Na Argentina, já se fala abertamente no envolvimento de
serviços de inteligência estrangeiros, na morte do procurador Nisman – com o
objetivo de desestabilizar Cristina Kirchner – leia mais aqui, no texto de Paul
Craig Roberts (sugestão do site O Empastelador).
No Brasil, vivemos uma venezuelização de mão única: apenas
um dos lados aposta no confronto total. Os paneleiros querem sangue; o governo
mantém a moderação verbal. Até quando?
O cenário é de um confronto que ameaça não o governo Dilma,
mas a própria ideia de um Estado nacional com projeto próprio.
A manifestação do dia 15 é só um capítulo da guerra. A
própria batalha do impeachment é parte de uma guerra muito mais ampla. Essa
guerra será dura e pode durar muitos anos. O tempo da conciliação acabou.

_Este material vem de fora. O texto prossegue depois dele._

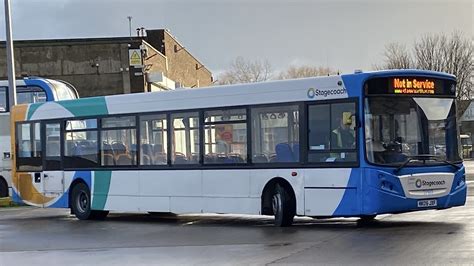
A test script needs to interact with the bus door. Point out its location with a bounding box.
[42,121,64,196]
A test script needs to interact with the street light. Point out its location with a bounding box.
[5,0,16,111]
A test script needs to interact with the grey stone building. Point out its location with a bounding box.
[0,29,213,97]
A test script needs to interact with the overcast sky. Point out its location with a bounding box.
[0,0,474,73]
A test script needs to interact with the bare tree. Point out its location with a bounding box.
[414,32,474,105]
[375,32,474,117]
[218,56,272,85]
[278,66,336,79]
[375,42,413,69]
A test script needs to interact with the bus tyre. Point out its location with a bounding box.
[272,184,295,227]
[71,183,109,220]
[71,183,92,220]
[0,177,8,198]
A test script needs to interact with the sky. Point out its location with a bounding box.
[0,0,474,74]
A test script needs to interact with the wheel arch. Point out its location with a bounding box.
[68,177,91,208]
[261,176,296,215]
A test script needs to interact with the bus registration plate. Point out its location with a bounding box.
[418,200,438,208]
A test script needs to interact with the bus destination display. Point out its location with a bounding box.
[391,78,436,94]
[365,76,455,96]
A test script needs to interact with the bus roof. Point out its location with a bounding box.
[17,70,454,120]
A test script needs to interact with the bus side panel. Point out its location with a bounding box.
[202,169,260,214]
[139,170,202,213]
[304,168,360,216]
[99,171,140,211]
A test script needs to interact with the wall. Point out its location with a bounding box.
[0,40,130,97]
[146,30,212,87]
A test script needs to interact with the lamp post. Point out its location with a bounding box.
[5,0,16,111]
[127,16,132,38]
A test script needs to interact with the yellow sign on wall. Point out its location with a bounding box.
[128,49,142,66]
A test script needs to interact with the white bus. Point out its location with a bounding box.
[0,77,78,198]
[12,70,466,226]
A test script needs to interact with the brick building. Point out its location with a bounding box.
[0,29,213,97]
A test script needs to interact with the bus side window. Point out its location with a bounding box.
[251,105,300,163]
[16,123,42,172]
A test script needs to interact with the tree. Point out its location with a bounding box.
[278,66,336,79]
[375,42,414,69]
[376,32,474,117]
[218,56,272,85]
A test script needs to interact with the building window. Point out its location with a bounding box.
[252,105,300,163]
[204,109,247,164]
[171,112,199,165]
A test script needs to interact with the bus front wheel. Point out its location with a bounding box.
[71,183,109,220]
[272,184,295,227]
[0,176,8,198]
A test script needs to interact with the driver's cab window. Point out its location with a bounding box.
[308,102,357,163]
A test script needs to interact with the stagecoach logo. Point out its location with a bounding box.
[415,179,421,188]
[415,179,446,188]
[307,88,347,99]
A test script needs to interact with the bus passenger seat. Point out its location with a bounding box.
[117,154,132,165]
[275,143,295,162]
[102,154,115,165]
[252,154,268,163]
[292,143,300,162]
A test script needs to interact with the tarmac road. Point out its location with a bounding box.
[0,181,474,265]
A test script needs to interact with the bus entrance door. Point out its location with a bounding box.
[42,122,64,197]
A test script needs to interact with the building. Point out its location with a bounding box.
[0,29,213,97]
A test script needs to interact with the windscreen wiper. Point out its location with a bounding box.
[393,154,461,174]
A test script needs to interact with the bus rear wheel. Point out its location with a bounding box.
[71,183,109,220]
[272,184,295,227]
[0,176,8,198]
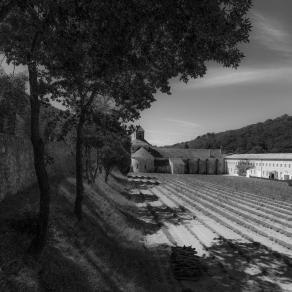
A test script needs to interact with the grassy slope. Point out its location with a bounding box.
[0,179,170,292]
[195,175,292,201]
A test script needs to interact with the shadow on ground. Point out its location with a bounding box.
[0,177,175,292]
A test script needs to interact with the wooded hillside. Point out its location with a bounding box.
[173,115,292,153]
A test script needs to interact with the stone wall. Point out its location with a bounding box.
[0,133,75,201]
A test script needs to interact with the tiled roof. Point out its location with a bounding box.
[152,147,221,159]
[131,147,154,160]
[225,153,292,160]
[132,139,150,147]
[169,158,185,165]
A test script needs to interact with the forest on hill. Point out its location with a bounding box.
[172,115,292,153]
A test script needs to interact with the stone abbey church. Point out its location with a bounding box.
[131,126,225,174]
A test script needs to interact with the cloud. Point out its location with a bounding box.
[163,118,200,128]
[251,11,292,57]
[178,67,292,90]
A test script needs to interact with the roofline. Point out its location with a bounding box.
[225,156,292,160]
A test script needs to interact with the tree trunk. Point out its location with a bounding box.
[28,62,50,254]
[104,169,111,183]
[74,110,85,221]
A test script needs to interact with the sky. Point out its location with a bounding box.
[138,0,292,146]
[0,0,292,146]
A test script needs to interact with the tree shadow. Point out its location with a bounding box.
[169,232,292,292]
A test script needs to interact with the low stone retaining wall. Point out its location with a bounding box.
[0,133,75,201]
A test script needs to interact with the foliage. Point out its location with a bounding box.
[236,160,253,176]
[84,112,131,180]
[174,115,292,153]
[0,74,28,117]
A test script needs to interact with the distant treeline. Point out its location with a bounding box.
[172,115,292,153]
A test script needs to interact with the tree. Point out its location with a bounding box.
[48,0,251,219]
[0,74,29,134]
[84,112,131,182]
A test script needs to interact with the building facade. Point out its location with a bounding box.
[225,153,292,180]
[131,126,225,174]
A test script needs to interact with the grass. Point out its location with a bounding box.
[195,175,292,201]
[0,178,171,292]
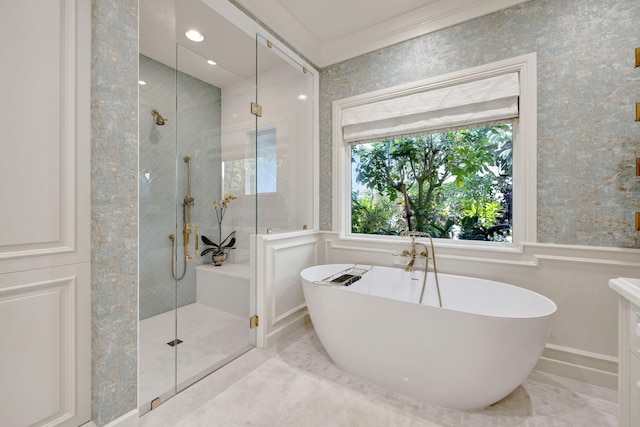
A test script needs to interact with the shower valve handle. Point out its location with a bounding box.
[184,222,192,261]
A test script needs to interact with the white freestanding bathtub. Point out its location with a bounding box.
[301,264,556,410]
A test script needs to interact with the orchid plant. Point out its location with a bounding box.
[200,194,237,256]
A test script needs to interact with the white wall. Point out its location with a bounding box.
[222,56,314,259]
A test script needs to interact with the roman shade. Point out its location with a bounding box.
[342,72,520,143]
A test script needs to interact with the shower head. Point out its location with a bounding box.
[151,110,167,126]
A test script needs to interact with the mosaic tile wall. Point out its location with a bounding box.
[91,0,138,426]
[320,0,640,248]
[139,55,221,320]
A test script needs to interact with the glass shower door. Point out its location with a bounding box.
[176,8,256,391]
[138,0,256,414]
[255,35,316,233]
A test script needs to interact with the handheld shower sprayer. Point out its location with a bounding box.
[170,154,200,280]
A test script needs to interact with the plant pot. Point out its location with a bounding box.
[211,252,227,267]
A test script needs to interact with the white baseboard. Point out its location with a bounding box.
[81,409,140,427]
[535,344,618,390]
[263,309,311,350]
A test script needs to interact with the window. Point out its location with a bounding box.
[351,124,513,242]
[333,54,536,243]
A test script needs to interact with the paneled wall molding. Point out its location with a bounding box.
[256,231,319,348]
[322,232,640,274]
[0,263,91,425]
[0,0,90,274]
[0,0,92,426]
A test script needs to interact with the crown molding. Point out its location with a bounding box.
[240,0,528,68]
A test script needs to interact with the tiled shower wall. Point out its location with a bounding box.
[139,55,221,320]
[320,0,640,248]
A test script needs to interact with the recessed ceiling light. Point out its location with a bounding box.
[184,30,204,42]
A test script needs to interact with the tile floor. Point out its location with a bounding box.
[140,328,617,427]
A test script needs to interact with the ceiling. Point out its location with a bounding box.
[139,0,526,88]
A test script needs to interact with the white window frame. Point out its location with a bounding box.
[332,53,537,249]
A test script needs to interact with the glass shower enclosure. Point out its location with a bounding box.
[138,0,314,414]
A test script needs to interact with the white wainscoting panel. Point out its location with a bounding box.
[0,0,91,273]
[0,264,91,426]
[0,0,91,426]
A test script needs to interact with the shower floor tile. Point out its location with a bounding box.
[138,303,250,407]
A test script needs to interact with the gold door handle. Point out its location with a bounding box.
[195,225,200,256]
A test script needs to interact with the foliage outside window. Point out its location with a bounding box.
[351,124,513,242]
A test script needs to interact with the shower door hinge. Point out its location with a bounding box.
[249,314,259,329]
[251,102,262,117]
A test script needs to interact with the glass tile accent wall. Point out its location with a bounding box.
[139,55,221,320]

P.S.: Nos anos 80, quando se falava na participação direta
dos Estados Unidos na derrubada de TODOS os governos do Cone Sul (Argentina,
Brasil, Chile e Uruguai), ocorrida uma ou duas décadas antes, certos liberais
uspianos sorriam e atribuíam a afirmação a “teorias conspiratórias”. Com a
abertura dos arquivos em Washington, conheceu-se a verdade. Parece “teoria
conspiratória” que, depois de eliminar o nacionalismo árabe, os EUA preparem-se
para um ataque contra a América do Sul bolivariana?